Joint Chiefs vice chairman Gen. Peter Pace said Pentagon officials agreed with the internal Army report's findings that the prisons in Iraq were understaffed, and that those serving as prison guards had been inadequately trained.
"Those soldiers were not following orders," Pace told the CBS News Early Show. He added: "This brings discredit and dishonor on all of us who serve in the military and brings discredit on our country."
On Tuesday, the U.S. military said it was ordering troops to use blindfolds instead of hoods, and requiring interrogators to get permission before depriving inmates of sleep — one of the most common techniques reported by freed Iraqis. The new head of Abu Ghraib said it was cutting its inmate population by half.
The U.S.-led coalition has about a dozen prisons around Iraq holding a total of 7,000 to 8,000 inmates.
U.S. officials have said that the abuse of prisoners at Abu Ghraib was an aberration.
But Iraqis freed from coalition jails stepped forward with new allegations. An Iraqi human rights group, the Human Rights Organization in Iraq, claimed interrogation methods allegedly include jolts from cattle prods or stun guns. Beatings during arrest and interrogation were said to be routine. The military says hitting prisoners is not allowed.
One former prisoner, Muwaffaq Abbas, on Tuesday displayed scarred wrists, black eyes and a gouge on his eyebrow that he said came from nine days in a U.S. lockup.

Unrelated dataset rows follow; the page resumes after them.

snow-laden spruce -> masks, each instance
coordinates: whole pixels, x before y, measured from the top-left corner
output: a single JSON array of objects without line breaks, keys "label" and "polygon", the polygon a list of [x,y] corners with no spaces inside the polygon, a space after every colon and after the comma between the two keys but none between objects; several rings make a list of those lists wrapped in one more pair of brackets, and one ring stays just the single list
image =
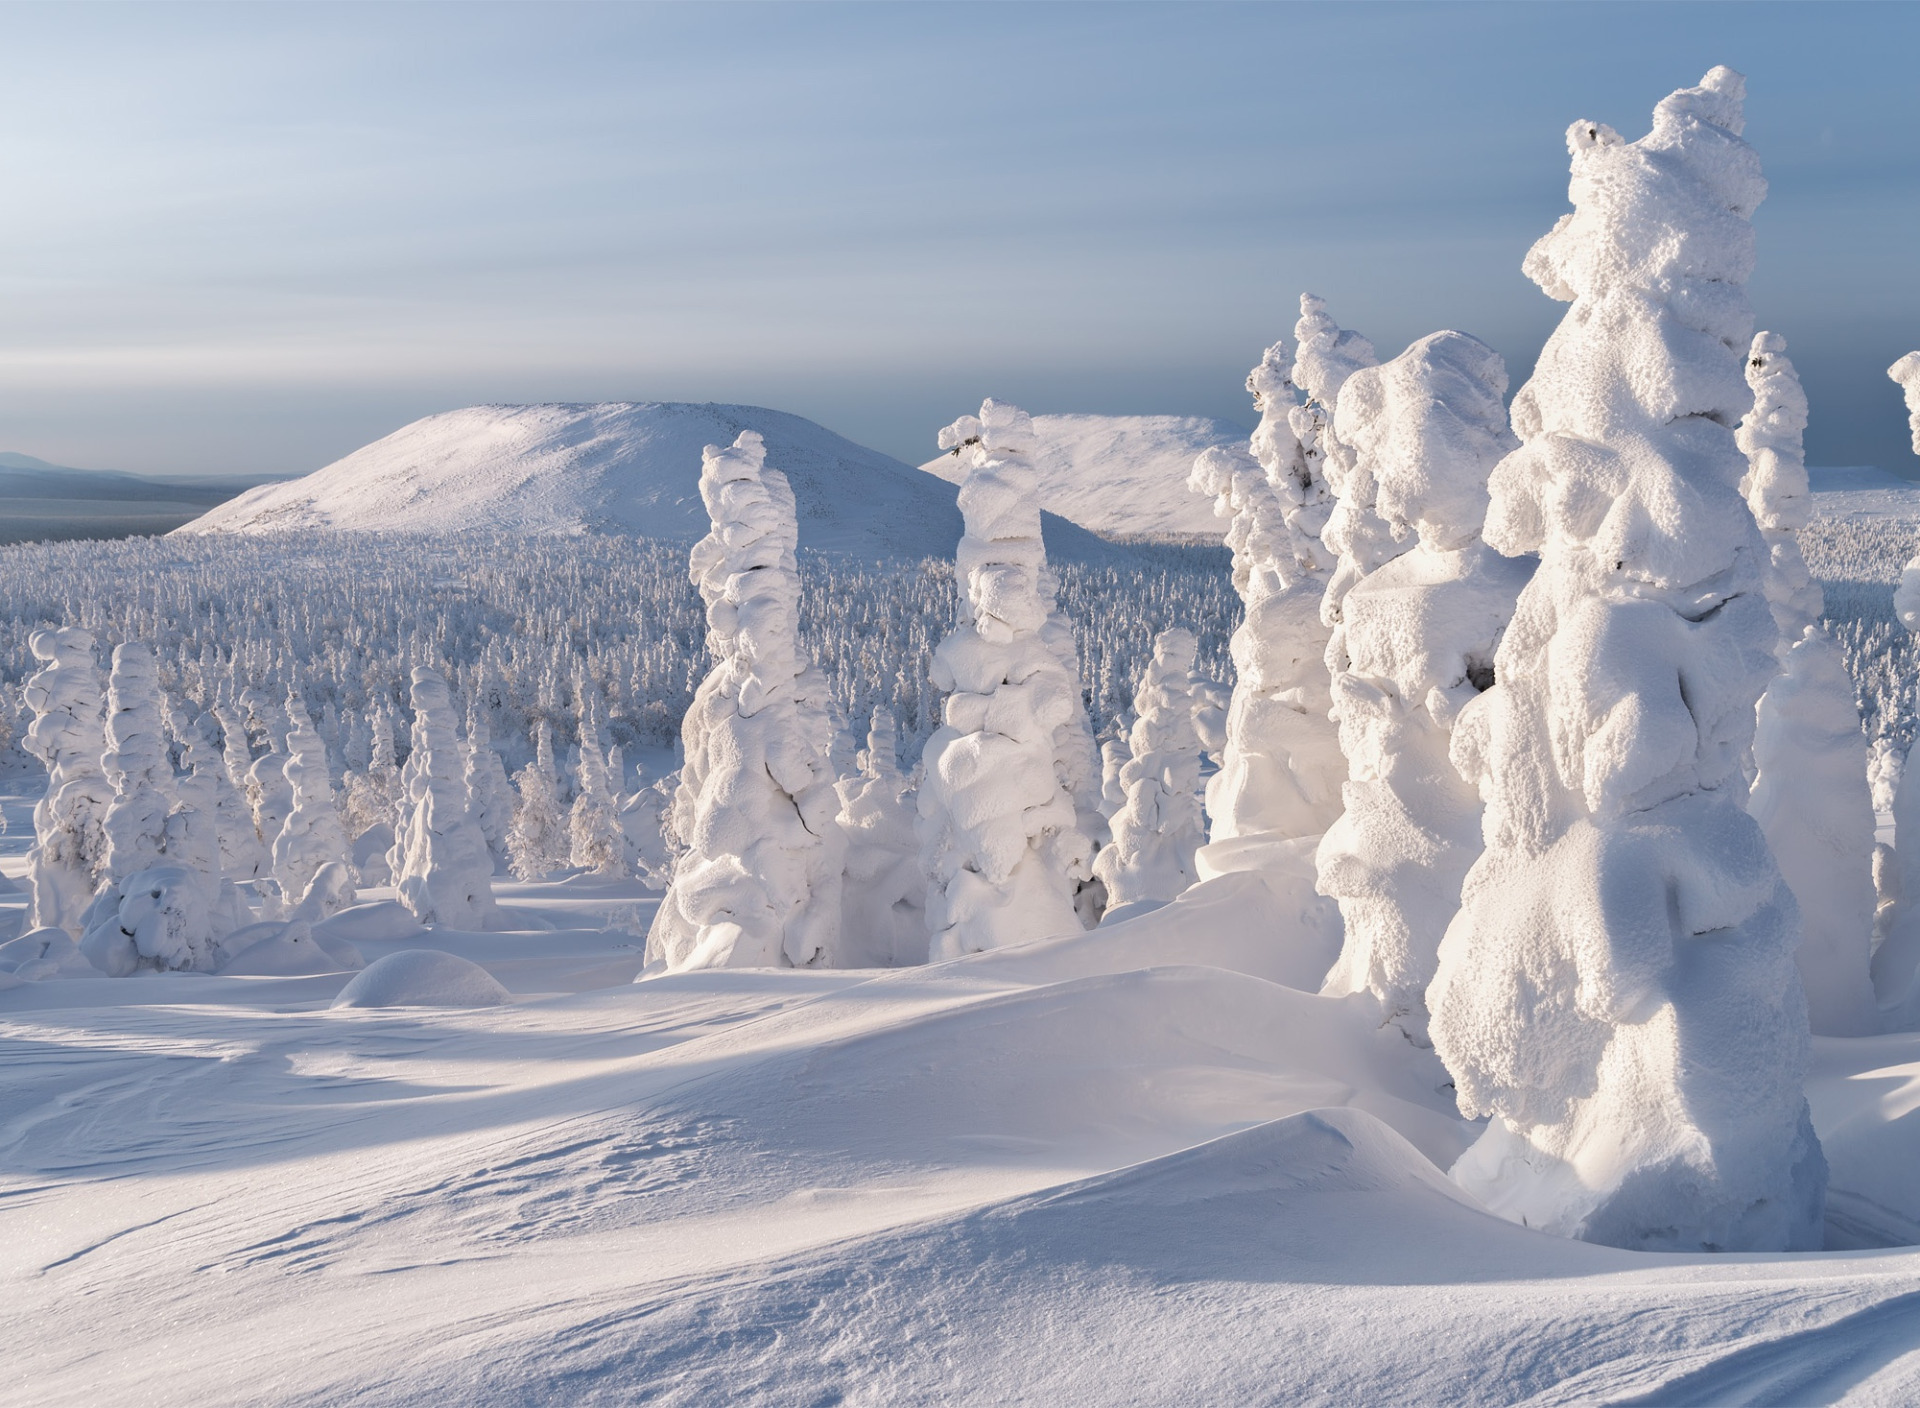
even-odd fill
[{"label": "snow-laden spruce", "polygon": [[[352,850],[333,806],[327,745],[313,726],[306,703],[293,689],[287,691],[287,723],[288,757],[281,771],[293,806],[273,840],[273,878],[280,887],[281,904],[292,909],[306,898],[323,866],[350,864]],[[347,903],[352,902],[349,891]]]},{"label": "snow-laden spruce", "polygon": [[508,868],[516,880],[545,880],[565,867],[571,840],[553,767],[553,726],[534,729],[533,760],[514,775],[519,800],[507,828]]},{"label": "snow-laden spruce", "polygon": [[496,927],[493,857],[467,813],[465,758],[453,701],[438,670],[413,671],[413,753],[407,759],[407,813],[394,839],[400,903],[422,924]]},{"label": "snow-laden spruce", "polygon": [[898,749],[893,715],[875,709],[859,772],[836,784],[847,838],[840,911],[848,966],[927,958],[927,877],[914,844],[913,784],[900,771]]},{"label": "snow-laden spruce", "polygon": [[1777,639],[1732,427],[1766,192],[1716,68],[1627,143],[1568,133],[1574,211],[1527,274],[1572,303],[1513,403],[1486,539],[1538,552],[1454,757],[1486,853],[1428,989],[1453,1177],[1616,1246],[1821,1243],[1800,921],[1743,763]]},{"label": "snow-laden spruce", "polygon": [[493,725],[480,695],[467,701],[467,760],[464,778],[467,808],[473,813],[480,834],[487,838],[487,853],[498,870],[507,858],[507,830],[513,825],[513,786],[507,781],[507,769],[493,746]]},{"label": "snow-laden spruce", "polygon": [[247,731],[230,699],[218,699],[201,715],[201,727],[217,737],[220,767],[214,778],[214,821],[220,831],[220,873],[236,885],[246,885],[267,874],[272,859],[253,828],[253,807],[247,801],[247,769],[253,753]]},{"label": "snow-laden spruce", "polygon": [[1225,752],[1207,783],[1202,873],[1258,866],[1271,842],[1318,836],[1340,814],[1345,765],[1328,717],[1320,615],[1333,565],[1320,533],[1333,501],[1318,472],[1318,430],[1302,421],[1315,435],[1310,459],[1293,428],[1301,407],[1291,369],[1284,342],[1267,349],[1247,377],[1260,412],[1251,453],[1208,450],[1188,480],[1228,520],[1233,585],[1246,608],[1233,633]]},{"label": "snow-laden spruce", "polygon": [[100,668],[92,633],[78,626],[35,631],[29,648],[46,664],[22,692],[33,710],[23,742],[46,765],[47,790],[33,808],[28,924],[64,929],[79,938],[106,861],[102,821],[113,800],[113,786],[100,766],[105,749]]},{"label": "snow-laden spruce", "polygon": [[1170,900],[1198,878],[1193,856],[1206,840],[1200,818],[1200,732],[1194,727],[1193,661],[1199,643],[1175,627],[1153,641],[1153,661],[1134,696],[1124,802],[1113,841],[1094,862],[1113,906]]},{"label": "snow-laden spruce", "polygon": [[210,972],[216,941],[250,918],[222,882],[217,817],[175,795],[162,718],[153,648],[117,646],[101,757],[113,784],[102,823],[104,883],[80,938],[88,962],[109,977],[143,968]]},{"label": "snow-laden spruce", "polygon": [[1780,632],[1781,673],[1760,697],[1747,810],[1800,904],[1797,956],[1814,1032],[1862,1036],[1880,1021],[1867,975],[1876,904],[1867,740],[1846,659],[1820,624],[1819,583],[1800,554],[1799,532],[1813,512],[1801,448],[1807,397],[1786,348],[1778,333],[1754,335],[1747,353],[1753,409],[1735,435],[1747,457],[1747,506],[1768,548],[1767,600]]},{"label": "snow-laden spruce", "polygon": [[[1460,885],[1481,850],[1480,799],[1449,758],[1454,720],[1493,682],[1494,647],[1532,572],[1480,539],[1487,478],[1515,447],[1507,369],[1458,332],[1358,370],[1335,430],[1344,482],[1378,525],[1375,565],[1339,603],[1334,717],[1346,810],[1320,842],[1320,892],[1346,921],[1325,991],[1365,992],[1381,1019],[1427,1041],[1427,984]],[[1343,498],[1335,520],[1360,523]],[[1397,554],[1384,557],[1389,545]]]},{"label": "snow-laden spruce", "polygon": [[[1920,352],[1909,352],[1887,368],[1906,395],[1907,428],[1913,452],[1920,455]],[[1909,633],[1920,635],[1920,553],[1900,573],[1893,593],[1893,614]],[[1873,988],[1895,1027],[1920,1025],[1920,768],[1907,765],[1893,797],[1895,876],[1886,888],[1896,897],[1886,922],[1886,938],[1873,955]]]},{"label": "snow-laden spruce", "polygon": [[760,436],[701,455],[713,530],[689,575],[713,668],[687,710],[673,825],[686,845],[647,935],[648,973],[842,961],[826,680],[802,653],[793,490]]},{"label": "snow-laden spruce", "polygon": [[1080,799],[1059,766],[1080,682],[1047,633],[1032,435],[1025,411],[992,400],[940,432],[967,465],[954,558],[966,588],[933,656],[948,694],[919,792],[935,961],[1079,931],[1074,899],[1092,874]]},{"label": "snow-laden spruce", "polygon": [[[567,815],[567,863],[595,875],[629,873],[627,838],[620,829],[618,775],[615,756],[601,750],[599,695],[586,688],[576,693],[585,701],[580,725],[579,787]],[[614,750],[617,755],[618,749]]]}]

Abbas, like many other former prisoners, said he was prevented from sleeping by booming rap music and sadistic guards.
"Sometimes we fell asleep despite the loud music. The soldier would put a bullhorn next to my ear and scream," said Abbas, a Baghdad lawyer.
Rumsfeld said investigations were being opened to determine whether abuses occurred in other prisons and camps run by the U.S. military, including the Guantanamo Bay detention center.
In Baghdad, Iraq's U.S.-appointed human rights minister, Abdul-Basat al-Turki, said Tuesday he had resigned to protest abuses by American guards, and Interior Minister Samir Shaker Mahmoud al-Sumeidi demanded that Iraqi officials be allowed to help run the prisons. The United Nations human rights commission has launched a probe.